# Papercraft Project



## zorropirate (Aug 13, 2010)

EEEEP! Ok, so I totally love papercraft... where you cut out and assemble something awesome from a paper print out. 

Just noticed this one, had to share!










http://cp.c-ij.com/en/contents/3157/four-toed-hedgehog/index.html
Click the download for letter size paper.


----------



## sweetergrrrl (May 5, 2009)

Too cool! Very good idea for a rainy day. Just don't put it in the hedgie cage. It would get covered in poo!!! LOL


----------



## Pokey (Aug 21, 2011)

Wow way too cool, I wish I had some crafting ability... I always seem to end up so frustrated whenever I attempt stuff like this hahah!
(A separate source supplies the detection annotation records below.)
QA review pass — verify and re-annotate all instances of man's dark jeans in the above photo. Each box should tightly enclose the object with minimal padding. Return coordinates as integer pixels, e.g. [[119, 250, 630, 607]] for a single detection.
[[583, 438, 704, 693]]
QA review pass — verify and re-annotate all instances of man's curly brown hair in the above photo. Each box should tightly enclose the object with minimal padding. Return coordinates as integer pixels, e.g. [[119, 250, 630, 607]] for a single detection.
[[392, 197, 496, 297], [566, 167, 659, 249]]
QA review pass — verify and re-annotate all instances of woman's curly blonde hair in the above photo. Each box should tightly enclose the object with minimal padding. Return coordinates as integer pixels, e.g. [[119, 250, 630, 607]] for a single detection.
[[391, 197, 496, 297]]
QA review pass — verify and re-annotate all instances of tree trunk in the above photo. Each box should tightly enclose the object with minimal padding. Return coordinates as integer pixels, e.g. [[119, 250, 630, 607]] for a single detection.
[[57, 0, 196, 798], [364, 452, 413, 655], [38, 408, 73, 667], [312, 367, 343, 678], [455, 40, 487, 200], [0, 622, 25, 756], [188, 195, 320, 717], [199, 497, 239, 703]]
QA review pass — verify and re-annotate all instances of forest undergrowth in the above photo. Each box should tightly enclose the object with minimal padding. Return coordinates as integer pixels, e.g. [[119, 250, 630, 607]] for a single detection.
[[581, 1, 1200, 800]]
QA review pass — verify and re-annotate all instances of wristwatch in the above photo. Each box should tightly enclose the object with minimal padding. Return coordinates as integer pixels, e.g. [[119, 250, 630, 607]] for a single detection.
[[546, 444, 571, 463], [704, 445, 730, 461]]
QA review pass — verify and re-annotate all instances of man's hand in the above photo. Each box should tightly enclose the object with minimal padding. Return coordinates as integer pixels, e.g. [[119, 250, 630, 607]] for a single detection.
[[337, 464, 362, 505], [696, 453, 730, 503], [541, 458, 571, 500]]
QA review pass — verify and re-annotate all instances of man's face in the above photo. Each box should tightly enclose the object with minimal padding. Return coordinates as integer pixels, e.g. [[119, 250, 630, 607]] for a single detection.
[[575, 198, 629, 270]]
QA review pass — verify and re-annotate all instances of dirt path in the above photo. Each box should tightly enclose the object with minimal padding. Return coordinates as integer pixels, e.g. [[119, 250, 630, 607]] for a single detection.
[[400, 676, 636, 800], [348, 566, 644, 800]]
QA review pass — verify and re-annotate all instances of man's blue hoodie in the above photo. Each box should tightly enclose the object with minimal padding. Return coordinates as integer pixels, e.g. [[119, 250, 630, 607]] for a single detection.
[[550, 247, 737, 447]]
Post pics if you plan on making one.


----------



## Rainy (Jul 27, 2011)

They also have this one on the HHC home page (fun stuff link).

http://www.yamaha-motor.co.jp/global/entertainment/papercraft/animal-global/hedgehog/index.html

I've been doing the hedgehog puzzles on this page too.


----------



## KathyTNY (Jan 21, 2011)

My daughter made this paper hedgehog for me....... it is adorable and went right in with the rest of my hedgehog collection!!!

Kathy


----------